La Signora Cini sembra un personaggio che Pirandello mette in scena, praticamente, solo per farle ripetere il proprio nome. In realtà è quella figura usata come se fosse il pubblico a cui spiegare i passaggi di ciò che accade. Quasi un personaggio-pretesto. Bene, con Orietta Notari diventa molto di più. Le battute sono quelle quattro in croce, ma con tempi comici espressioni e presenza scenica davvero notevoli. Preziosissima spalla di Laudisi nel secondo tempo (sì, secondo tempo! Dini divide in due tempi i tre atti originari).
Giampiero Rappa lo abbiamo visto prima aggirarsi con fare inquietante nei panni del cameriere in casa Agazzi; poi nei panni di un “gerarchico” Il Signor Prefetto.
In questo allestimento è inserito un secondo cameriere, a cui si affida il ruolo di far in modo che il pubblico faccia i conti fin da subito con la follia. Ruolo vestito da Mauro Bernardi, il quale sarà, in un secondo momento, il commissario Centuri.
A lasciare il pubblico sospeso nel loop del “io sono colei che mi si crede” è Benedetta Parisi che, oltre ad essere la Signora Ponza, troviamo anche in veste di infermiera di Laudisi e di fantasma.
Pirandello, Dini e Laudisi
Filippo Dini veste i panni di Lamberto Laudisi, personaggio che Pirandello volle tenere per sè. Come Velazquez che dipinge sè stesso, anche Luigi Pirandello infatti vuole essere personaggio in parte. La parte di colui che non da’ nulla per assoluto e oggettivo, ma piuttosto parla di verità al plurale perché soggettive. Uno dei punti più alti dello spettacolo, a tal proposito, è la scena del monologo dello specchio. Dini è geniale nel piazzare il personaggio davanti ad uno specchio deformato, come deformate sono le nostre percezioni.
A questo punto dello spettacolo siamo tutti nello stesso incubo, riflessi in quello specchio. A un microfono da vero crooner, Laudisi ci canticchia
chi è il pazzo di noi due? Eh lo so: io dico TU! e tu col dito indichi me. Va là che, a tu per tu, ci conosciamo bene noi due. Il guaio è che, come ti vedo io, gli altri non ti vedono… Tu per gli altri diventi un fantasma! Eppure, vedi questi pazzi? senza badare al fantasma che portano con sé, in se stessi, vanno correndo, pieni di curiosità, dietro il fantasma altrui! e credono che sia una cosa diversa.

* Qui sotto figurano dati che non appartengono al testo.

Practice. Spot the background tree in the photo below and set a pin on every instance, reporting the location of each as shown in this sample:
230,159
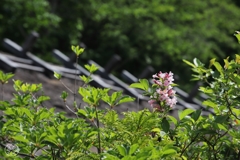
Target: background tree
160,33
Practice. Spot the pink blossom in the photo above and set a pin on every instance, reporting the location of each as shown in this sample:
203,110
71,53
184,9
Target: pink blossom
164,94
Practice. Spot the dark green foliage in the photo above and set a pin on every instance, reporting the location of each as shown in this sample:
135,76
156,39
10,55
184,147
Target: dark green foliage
157,32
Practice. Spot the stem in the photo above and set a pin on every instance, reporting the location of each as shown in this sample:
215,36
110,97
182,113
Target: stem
75,81
2,91
99,138
189,145
228,105
66,87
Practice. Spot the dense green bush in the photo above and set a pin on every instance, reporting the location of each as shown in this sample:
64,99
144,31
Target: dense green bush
157,32
28,130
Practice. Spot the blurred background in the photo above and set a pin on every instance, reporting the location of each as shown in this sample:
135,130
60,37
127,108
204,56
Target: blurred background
159,33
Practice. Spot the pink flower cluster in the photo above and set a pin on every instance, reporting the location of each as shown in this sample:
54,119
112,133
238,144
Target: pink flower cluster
164,97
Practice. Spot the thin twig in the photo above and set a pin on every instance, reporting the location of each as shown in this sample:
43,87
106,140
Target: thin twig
2,90
189,145
229,107
99,138
66,87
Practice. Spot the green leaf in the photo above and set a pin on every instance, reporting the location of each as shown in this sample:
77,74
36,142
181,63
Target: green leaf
237,34
169,152
144,84
209,103
20,138
185,112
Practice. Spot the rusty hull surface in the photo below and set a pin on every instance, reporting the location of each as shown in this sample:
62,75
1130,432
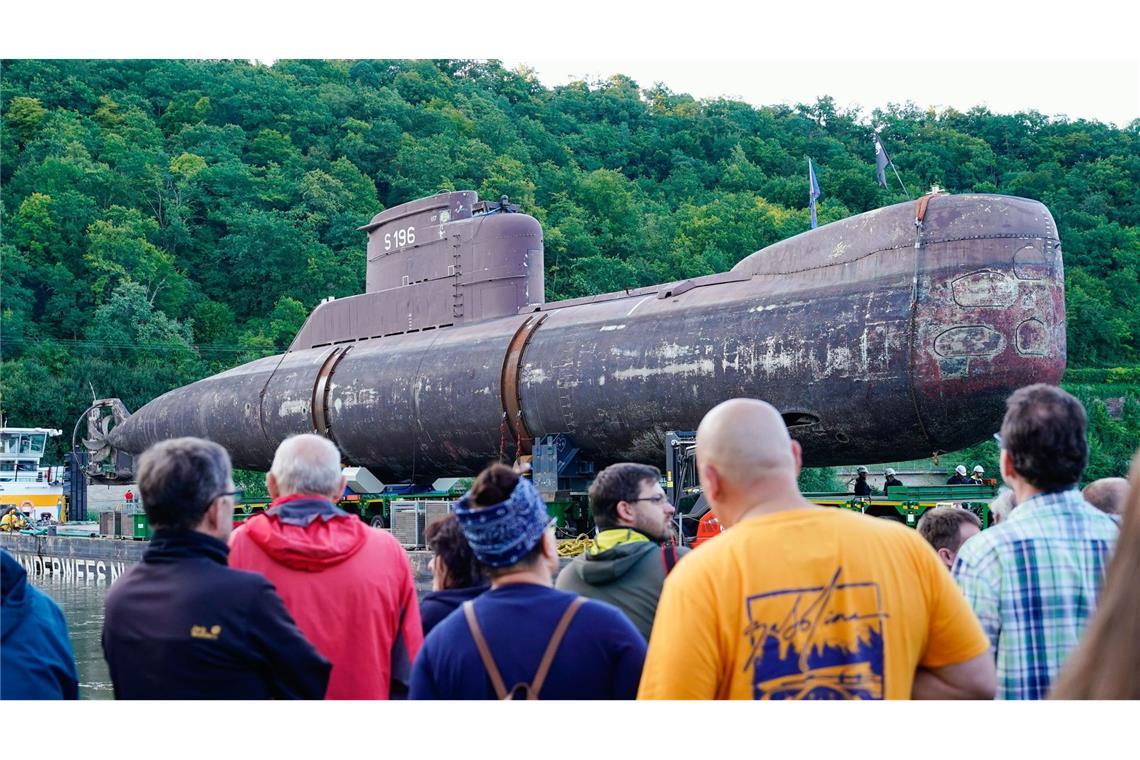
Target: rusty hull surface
878,337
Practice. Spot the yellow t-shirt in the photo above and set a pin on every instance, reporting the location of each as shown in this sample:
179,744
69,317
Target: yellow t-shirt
816,603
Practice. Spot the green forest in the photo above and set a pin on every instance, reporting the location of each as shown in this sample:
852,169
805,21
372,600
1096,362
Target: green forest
163,220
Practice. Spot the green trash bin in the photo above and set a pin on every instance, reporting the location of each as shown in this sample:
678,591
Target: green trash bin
140,526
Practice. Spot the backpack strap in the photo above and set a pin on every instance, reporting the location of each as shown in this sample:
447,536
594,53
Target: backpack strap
669,556
469,612
552,647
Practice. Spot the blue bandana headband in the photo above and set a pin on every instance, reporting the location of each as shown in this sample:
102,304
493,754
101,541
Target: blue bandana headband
502,534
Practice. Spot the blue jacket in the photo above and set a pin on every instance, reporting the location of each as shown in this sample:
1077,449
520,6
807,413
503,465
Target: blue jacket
181,624
35,658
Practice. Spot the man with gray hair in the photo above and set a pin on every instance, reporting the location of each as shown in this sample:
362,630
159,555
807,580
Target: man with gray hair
180,624
349,586
946,529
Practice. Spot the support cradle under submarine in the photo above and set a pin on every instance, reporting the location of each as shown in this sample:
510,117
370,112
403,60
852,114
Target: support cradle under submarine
889,335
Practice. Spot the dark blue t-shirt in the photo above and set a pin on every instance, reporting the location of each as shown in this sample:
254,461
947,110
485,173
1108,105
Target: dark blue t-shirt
601,655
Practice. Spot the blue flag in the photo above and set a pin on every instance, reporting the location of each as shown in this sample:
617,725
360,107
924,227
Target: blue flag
813,190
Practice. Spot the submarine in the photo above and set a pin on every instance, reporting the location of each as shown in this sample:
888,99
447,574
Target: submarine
894,334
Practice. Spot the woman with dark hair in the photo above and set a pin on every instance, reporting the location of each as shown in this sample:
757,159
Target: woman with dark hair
523,637
1106,664
455,574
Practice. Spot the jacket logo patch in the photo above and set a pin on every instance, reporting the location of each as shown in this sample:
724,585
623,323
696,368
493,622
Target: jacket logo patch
209,634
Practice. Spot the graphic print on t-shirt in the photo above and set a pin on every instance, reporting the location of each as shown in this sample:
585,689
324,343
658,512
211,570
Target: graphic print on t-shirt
823,643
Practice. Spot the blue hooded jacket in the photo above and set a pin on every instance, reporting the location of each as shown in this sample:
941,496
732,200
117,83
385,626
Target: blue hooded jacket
37,661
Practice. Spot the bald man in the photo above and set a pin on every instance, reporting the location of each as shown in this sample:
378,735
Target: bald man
349,587
796,601
1107,495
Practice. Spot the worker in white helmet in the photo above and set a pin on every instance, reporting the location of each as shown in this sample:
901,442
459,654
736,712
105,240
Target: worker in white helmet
959,477
889,480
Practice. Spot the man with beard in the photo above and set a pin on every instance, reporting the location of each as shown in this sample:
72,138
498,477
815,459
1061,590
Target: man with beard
634,548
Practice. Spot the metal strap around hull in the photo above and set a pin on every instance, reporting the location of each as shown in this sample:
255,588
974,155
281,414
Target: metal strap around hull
509,383
319,406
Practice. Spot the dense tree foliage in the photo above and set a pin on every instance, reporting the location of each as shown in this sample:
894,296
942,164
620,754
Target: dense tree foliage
167,219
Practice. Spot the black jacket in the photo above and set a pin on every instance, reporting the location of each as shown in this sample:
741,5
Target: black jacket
181,624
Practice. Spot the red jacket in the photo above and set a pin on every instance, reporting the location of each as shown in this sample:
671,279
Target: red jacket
349,587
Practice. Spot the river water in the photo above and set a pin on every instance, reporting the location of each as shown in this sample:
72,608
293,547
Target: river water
82,605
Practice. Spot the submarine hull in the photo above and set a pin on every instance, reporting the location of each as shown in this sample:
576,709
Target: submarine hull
890,335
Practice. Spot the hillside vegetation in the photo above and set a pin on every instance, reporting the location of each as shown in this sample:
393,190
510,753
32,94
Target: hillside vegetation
167,219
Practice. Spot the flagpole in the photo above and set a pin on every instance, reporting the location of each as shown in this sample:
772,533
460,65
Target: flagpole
901,180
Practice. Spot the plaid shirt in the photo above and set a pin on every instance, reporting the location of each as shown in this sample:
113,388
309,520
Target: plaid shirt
1033,582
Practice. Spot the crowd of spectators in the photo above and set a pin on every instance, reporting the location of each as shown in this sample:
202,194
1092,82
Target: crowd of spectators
792,601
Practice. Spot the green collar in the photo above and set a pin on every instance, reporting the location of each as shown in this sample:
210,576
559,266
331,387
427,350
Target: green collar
615,537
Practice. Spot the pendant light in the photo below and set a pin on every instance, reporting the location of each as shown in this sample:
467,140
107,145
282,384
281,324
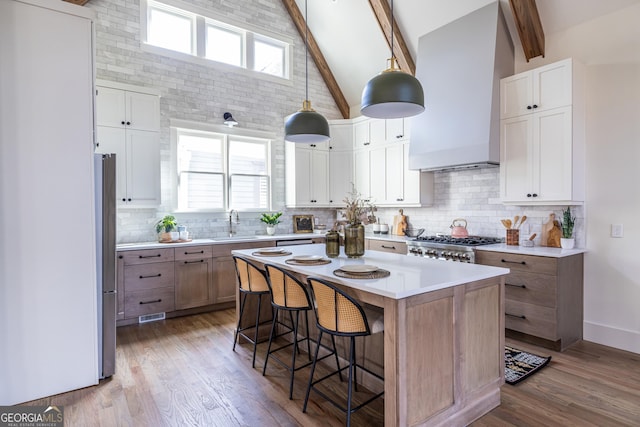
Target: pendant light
306,125
393,93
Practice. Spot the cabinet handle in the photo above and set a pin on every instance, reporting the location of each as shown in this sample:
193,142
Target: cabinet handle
514,262
519,316
516,286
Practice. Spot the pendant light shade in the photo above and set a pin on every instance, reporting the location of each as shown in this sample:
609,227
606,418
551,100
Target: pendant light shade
306,125
392,94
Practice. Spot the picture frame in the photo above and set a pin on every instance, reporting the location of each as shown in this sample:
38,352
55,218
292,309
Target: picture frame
303,223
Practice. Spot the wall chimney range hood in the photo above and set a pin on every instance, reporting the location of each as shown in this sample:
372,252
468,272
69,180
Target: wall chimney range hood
460,66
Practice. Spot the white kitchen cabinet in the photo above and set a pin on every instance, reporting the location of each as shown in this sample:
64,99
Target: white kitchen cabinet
128,124
541,89
307,175
542,150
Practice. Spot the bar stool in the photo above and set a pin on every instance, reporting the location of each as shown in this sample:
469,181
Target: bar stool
252,281
288,294
338,314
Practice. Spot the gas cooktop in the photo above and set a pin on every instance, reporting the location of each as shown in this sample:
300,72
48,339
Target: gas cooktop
461,241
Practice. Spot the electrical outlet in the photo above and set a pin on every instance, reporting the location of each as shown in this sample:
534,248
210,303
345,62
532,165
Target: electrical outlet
617,230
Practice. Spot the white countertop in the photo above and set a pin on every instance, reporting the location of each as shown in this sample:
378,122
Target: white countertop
535,250
216,241
409,275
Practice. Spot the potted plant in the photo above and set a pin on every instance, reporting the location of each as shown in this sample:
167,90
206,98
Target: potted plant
568,222
271,219
165,226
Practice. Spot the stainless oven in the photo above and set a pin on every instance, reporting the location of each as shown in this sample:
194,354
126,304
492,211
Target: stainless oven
449,248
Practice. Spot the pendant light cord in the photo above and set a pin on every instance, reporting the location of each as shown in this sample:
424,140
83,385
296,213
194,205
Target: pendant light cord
306,52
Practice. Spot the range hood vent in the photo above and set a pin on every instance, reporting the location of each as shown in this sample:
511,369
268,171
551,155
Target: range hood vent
460,66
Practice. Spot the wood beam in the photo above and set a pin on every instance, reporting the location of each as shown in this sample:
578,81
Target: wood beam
382,11
318,58
525,14
78,2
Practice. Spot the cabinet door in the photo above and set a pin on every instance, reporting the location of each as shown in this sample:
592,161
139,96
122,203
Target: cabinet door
112,140
361,172
110,107
552,86
224,279
341,137
320,178
361,134
377,175
516,94
142,111
553,156
193,285
143,167
394,168
516,141
377,131
340,176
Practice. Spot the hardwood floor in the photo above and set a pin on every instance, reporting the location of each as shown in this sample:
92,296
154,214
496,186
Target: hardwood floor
182,371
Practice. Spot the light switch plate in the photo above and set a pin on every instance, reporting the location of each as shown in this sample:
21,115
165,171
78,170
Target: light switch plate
617,230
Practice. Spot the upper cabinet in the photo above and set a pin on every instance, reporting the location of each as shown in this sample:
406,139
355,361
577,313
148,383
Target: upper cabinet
128,124
542,136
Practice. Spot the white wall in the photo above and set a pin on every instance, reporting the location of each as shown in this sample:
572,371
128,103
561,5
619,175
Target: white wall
610,47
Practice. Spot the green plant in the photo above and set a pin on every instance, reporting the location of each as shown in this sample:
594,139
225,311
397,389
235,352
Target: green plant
568,222
166,224
271,219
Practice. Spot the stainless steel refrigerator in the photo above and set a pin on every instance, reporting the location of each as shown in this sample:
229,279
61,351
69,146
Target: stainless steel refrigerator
105,182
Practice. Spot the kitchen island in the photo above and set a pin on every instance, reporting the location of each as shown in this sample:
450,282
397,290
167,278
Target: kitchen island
443,345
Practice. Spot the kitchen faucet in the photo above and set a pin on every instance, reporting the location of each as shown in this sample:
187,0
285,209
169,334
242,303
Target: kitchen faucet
231,221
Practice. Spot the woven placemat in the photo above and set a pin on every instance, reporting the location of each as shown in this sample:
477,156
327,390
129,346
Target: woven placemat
258,253
378,274
318,262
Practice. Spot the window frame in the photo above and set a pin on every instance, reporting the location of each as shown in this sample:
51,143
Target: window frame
204,17
228,136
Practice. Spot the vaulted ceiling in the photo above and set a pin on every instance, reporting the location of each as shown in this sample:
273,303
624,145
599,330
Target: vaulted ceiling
350,39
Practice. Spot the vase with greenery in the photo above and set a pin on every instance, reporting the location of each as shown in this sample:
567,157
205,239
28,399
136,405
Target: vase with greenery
165,226
271,219
568,222
357,212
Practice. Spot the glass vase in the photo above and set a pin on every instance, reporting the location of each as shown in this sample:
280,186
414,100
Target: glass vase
354,240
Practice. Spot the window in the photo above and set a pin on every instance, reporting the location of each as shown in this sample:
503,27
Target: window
217,171
200,36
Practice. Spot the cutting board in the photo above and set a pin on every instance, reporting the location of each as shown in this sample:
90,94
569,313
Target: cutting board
399,223
551,232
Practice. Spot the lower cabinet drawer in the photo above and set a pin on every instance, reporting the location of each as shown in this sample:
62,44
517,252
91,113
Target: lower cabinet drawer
531,319
148,276
149,301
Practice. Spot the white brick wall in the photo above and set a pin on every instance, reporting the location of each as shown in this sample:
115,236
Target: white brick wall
202,93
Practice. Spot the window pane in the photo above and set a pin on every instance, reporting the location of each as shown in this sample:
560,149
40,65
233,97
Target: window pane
201,191
249,192
224,46
248,157
199,153
170,30
268,58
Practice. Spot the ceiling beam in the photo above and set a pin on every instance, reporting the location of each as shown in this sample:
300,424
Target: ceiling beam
318,58
383,14
525,14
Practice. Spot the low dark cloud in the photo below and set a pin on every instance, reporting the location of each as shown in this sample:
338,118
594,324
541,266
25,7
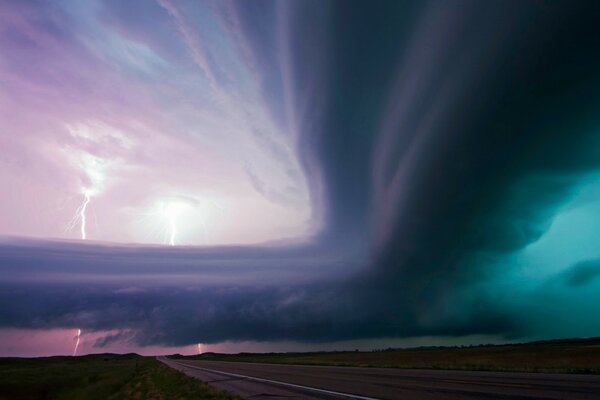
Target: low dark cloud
437,138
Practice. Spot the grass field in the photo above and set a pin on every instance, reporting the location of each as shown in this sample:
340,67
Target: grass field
98,377
559,356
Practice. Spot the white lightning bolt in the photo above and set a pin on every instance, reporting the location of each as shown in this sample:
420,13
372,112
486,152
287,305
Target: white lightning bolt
82,216
173,228
77,343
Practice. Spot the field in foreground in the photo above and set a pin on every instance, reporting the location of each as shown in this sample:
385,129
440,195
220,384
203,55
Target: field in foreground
103,377
580,356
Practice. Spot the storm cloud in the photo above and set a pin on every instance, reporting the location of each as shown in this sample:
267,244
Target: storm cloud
439,143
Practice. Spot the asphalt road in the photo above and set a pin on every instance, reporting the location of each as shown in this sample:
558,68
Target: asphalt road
253,380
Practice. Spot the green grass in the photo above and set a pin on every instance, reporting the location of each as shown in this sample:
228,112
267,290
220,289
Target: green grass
567,356
98,377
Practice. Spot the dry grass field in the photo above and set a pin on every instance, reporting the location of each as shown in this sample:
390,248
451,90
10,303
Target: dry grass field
559,356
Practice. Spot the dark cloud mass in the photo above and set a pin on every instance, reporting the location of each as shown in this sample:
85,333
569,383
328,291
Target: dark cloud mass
439,140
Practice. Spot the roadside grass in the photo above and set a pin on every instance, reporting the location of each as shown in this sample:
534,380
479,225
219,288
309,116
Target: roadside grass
573,357
101,377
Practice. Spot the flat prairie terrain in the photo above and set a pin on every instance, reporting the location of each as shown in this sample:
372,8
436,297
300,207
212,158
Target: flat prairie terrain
558,356
99,377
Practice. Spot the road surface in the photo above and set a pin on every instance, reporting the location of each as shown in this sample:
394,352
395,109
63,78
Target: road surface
272,381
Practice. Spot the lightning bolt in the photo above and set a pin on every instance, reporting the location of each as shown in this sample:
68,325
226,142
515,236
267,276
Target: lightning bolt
173,231
77,343
82,215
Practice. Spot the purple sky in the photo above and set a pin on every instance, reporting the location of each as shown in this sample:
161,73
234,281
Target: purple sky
297,175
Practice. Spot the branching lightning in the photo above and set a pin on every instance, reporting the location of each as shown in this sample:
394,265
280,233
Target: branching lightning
80,214
77,342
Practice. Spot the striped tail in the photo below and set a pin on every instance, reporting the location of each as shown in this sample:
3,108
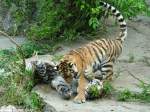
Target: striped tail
120,19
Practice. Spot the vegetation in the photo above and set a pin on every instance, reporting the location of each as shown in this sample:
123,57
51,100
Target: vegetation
16,82
127,95
64,20
54,21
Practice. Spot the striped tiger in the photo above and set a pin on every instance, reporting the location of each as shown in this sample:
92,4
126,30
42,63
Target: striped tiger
96,56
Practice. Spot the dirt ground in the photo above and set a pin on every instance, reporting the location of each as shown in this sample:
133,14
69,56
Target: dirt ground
135,59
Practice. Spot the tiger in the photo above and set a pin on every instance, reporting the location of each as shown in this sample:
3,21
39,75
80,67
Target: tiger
98,55
47,73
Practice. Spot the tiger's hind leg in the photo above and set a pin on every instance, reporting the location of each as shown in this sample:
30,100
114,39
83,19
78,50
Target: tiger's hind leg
107,71
82,83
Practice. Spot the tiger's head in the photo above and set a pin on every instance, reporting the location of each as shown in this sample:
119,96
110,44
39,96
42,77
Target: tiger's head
43,71
68,70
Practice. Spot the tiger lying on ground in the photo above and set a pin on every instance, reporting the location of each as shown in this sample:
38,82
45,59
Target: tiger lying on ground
96,56
47,73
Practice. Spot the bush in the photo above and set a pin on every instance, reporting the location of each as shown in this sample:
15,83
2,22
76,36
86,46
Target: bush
63,19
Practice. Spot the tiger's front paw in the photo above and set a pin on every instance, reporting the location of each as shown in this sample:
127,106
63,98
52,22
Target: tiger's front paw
65,92
79,99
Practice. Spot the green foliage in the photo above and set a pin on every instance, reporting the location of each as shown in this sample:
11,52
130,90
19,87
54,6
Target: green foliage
94,91
17,83
127,95
107,89
62,20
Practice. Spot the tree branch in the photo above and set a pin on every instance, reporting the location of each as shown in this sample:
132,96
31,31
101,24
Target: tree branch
17,45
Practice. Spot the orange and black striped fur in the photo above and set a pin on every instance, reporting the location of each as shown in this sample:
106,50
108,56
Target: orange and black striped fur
98,55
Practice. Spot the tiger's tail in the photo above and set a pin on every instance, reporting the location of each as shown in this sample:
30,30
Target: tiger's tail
120,19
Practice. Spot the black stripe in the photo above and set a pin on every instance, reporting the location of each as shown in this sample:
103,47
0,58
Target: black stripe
98,48
100,45
97,56
123,25
89,51
118,14
121,20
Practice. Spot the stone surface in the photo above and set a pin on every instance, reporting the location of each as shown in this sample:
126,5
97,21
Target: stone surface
136,50
10,108
5,42
134,59
101,105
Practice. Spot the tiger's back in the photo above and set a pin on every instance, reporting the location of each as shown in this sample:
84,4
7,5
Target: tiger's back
98,55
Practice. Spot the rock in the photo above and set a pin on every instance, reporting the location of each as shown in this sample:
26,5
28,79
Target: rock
136,48
49,108
10,108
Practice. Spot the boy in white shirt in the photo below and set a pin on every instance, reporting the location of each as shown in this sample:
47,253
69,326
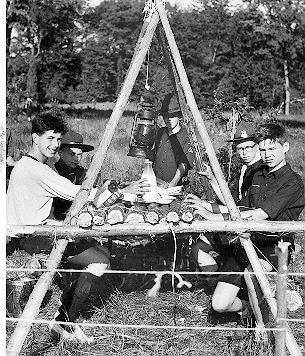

Le scene di Laura Benzi sono assolutamente funzionali nel loro giocare in equilibrio tra interno di abitazione e ospedale psichiatrico. I costumi dal gusto raffinato sono di Andrea Viotti. Le luci (ma anche il buio!) di Pasquale Mari. Le musiche sono di Arturo Annecchino .
Così è (se vi pare), la messa in scena della vita altro non è che una roba di equilibrismi, follia, (lunghe recensioni), specchi e microfoni da crooner.